Comment 20 for bug 1435389

Revision history for this message
Kristian Hahn (kristian-hahn) wrote :

Some more information:

- gridpack madspin for ttbar+chichi+0,1,2j just barely succeeds on our 64 GB headnode. Madspin memory consumption plateaus at 60GB. I actually don't understand why Madspin works on this machine, give what I observe on our compute nodes (below)

- the same process fails on our 96GB compute nodes. Here madspin memory consumption climbs to 77GB during the calculation of the full ME. Once it plateaus (~10 hours), MadSpin continues at 77 GB for ~1 hour and then crashes (MS_debug attached).

INFO: generating the full square matrix element (with decay)
INFO: generate p p > t t~ chi chi~ , (t~ > b~ w- , w- > all all QCD=99), (t > b w+ , w+ > all all QCD=99) @ 0 --no_warning=duplicate;add process p p > t t~ chi chi~ j , (t~ > b~ w- , w- > all all QCD=99), (t > b w+ , w+ > all all QCD=99) @ 1 --no_warning=duplicate;add process p p > t t~ chi chi~ j j , (t~ > b~ w- , w- > all all QCD=99), (t > b w+ , w+ > all all QCD=99) @ 2 --no_warning=duplicate;
Command "launch" interrupted with error:
MadGraph5Error : Impossible to compile /projects/d20385/gridpacking/work/work_S_MFM_10_MMed_1000_gSM_1.0_gDM_1.0/gpack/DMScalar_ttbar012j_mphi_1000_mchi_10_gSM_1p0_gDM_1p0/DMScalar_ttbar012j_mphi_1000_mchi_10_gSM_1p0_gDM_1p0_gridpack/work/process/madspingrid/full_me/Source directory
        Trying to launch make command returns:
            [Errno 12] Cannot allocate memory
        In general this means that your computer is not able to compile.
Please report this bug to developers

           More information is found in 'MS_debug'.

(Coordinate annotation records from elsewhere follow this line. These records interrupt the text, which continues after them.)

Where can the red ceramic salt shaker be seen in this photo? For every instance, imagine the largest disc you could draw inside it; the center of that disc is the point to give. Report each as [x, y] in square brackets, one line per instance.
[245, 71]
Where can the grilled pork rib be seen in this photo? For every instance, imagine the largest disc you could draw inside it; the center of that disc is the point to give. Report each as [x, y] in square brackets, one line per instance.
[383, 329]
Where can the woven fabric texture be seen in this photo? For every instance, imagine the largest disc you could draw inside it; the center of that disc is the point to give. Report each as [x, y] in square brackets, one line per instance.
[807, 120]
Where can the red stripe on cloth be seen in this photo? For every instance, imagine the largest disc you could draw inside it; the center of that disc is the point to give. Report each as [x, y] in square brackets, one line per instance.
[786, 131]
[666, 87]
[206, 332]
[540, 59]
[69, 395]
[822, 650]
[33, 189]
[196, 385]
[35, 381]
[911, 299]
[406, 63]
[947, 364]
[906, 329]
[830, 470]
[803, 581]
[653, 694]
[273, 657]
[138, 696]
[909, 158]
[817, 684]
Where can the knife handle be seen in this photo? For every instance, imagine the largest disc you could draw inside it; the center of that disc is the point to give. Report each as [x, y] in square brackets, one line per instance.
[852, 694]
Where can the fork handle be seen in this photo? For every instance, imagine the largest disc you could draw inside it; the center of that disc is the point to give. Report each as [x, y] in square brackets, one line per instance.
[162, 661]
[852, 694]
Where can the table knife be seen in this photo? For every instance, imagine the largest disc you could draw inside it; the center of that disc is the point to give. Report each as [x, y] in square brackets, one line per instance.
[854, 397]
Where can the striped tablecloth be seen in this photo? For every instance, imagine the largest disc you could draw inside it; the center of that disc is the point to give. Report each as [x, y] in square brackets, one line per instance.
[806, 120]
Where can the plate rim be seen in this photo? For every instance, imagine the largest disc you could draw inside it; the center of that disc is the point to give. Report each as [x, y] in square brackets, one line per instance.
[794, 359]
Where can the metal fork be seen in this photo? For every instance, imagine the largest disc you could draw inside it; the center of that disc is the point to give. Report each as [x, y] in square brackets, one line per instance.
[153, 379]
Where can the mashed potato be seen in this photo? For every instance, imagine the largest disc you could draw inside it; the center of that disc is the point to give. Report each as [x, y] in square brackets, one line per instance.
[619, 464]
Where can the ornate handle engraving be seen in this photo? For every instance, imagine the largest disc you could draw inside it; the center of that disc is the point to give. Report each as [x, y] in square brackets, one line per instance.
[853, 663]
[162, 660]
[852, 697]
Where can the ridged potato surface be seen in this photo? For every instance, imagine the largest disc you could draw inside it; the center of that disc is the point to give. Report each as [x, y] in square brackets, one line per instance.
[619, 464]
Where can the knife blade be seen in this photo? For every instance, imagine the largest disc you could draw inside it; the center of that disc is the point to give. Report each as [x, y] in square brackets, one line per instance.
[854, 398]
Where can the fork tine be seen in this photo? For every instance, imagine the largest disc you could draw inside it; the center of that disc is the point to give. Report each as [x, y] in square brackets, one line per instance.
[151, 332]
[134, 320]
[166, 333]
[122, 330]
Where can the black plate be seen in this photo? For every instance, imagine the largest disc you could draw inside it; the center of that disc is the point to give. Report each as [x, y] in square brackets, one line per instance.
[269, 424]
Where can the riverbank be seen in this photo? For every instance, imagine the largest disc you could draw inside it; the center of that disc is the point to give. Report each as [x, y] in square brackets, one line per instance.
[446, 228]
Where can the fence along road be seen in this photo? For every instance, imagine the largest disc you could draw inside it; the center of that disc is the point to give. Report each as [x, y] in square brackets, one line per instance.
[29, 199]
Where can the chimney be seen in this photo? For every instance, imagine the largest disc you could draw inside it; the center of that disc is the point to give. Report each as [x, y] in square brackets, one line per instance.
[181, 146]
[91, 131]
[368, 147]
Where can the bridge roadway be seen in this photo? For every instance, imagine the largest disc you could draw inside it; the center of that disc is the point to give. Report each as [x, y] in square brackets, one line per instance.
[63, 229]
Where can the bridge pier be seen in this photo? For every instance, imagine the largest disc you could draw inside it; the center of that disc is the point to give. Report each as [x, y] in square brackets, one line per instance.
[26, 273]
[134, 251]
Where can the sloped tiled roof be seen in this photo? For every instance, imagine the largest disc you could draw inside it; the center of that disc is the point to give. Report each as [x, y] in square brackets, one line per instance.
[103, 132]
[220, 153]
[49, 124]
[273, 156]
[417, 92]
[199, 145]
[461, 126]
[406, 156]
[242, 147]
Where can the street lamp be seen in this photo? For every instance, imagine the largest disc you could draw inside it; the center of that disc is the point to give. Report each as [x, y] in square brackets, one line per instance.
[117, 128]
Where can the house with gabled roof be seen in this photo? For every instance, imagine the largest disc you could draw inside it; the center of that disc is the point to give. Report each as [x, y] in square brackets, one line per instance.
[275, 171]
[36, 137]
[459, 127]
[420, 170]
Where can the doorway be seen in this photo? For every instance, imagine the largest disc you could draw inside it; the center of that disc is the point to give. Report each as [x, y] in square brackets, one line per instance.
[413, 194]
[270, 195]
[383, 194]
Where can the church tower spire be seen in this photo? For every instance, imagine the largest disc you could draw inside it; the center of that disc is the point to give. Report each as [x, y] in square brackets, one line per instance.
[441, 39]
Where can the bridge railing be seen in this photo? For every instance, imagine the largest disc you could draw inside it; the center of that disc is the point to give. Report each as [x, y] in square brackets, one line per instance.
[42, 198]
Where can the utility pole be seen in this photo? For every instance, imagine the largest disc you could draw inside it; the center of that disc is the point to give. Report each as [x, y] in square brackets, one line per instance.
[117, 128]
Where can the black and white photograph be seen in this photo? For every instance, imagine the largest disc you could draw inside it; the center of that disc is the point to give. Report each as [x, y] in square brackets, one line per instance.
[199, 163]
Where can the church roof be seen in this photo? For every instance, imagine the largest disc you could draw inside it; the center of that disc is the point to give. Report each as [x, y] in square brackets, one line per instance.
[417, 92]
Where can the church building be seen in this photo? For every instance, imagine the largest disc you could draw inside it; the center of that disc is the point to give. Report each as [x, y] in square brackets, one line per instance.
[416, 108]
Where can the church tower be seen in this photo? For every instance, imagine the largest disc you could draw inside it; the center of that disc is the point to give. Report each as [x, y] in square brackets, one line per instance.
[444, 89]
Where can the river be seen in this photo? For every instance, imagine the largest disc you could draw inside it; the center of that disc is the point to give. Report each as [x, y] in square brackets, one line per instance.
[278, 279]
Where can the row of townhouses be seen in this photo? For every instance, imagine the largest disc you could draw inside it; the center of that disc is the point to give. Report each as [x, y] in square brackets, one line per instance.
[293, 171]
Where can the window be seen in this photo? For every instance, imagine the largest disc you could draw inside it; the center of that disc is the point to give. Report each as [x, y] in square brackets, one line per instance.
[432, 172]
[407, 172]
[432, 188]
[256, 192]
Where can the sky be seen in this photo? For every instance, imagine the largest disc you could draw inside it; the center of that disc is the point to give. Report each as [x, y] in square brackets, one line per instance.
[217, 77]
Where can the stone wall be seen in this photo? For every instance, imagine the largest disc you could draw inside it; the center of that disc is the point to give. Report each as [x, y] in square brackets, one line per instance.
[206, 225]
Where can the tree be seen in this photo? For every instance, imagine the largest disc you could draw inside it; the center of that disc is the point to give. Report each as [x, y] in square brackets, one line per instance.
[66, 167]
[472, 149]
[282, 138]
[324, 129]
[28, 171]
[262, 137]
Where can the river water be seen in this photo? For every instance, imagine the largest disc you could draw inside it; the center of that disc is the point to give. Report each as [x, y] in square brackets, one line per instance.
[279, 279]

           Please attach this file to your report.

The crash seems to occur in various.misc compile, I believe in the call to subprocess.Popen. Apparently Popen calls fork ... which has led to some documented OOM problems for python users (eg: http://stackoverflow.com/questions/1216794/python-subprocess-popen-erroring-with-oserror-errno-12-cannot-allocate-memory). I've tried one of the simplest suggested fixes (ie: to manually call gc.collect before the Popen) but this does nothing.

What is actually being held in this 77GB? It seems that at the time of the crash MadSpin is just writing / compiling fortran ...

Thanks,
Kristian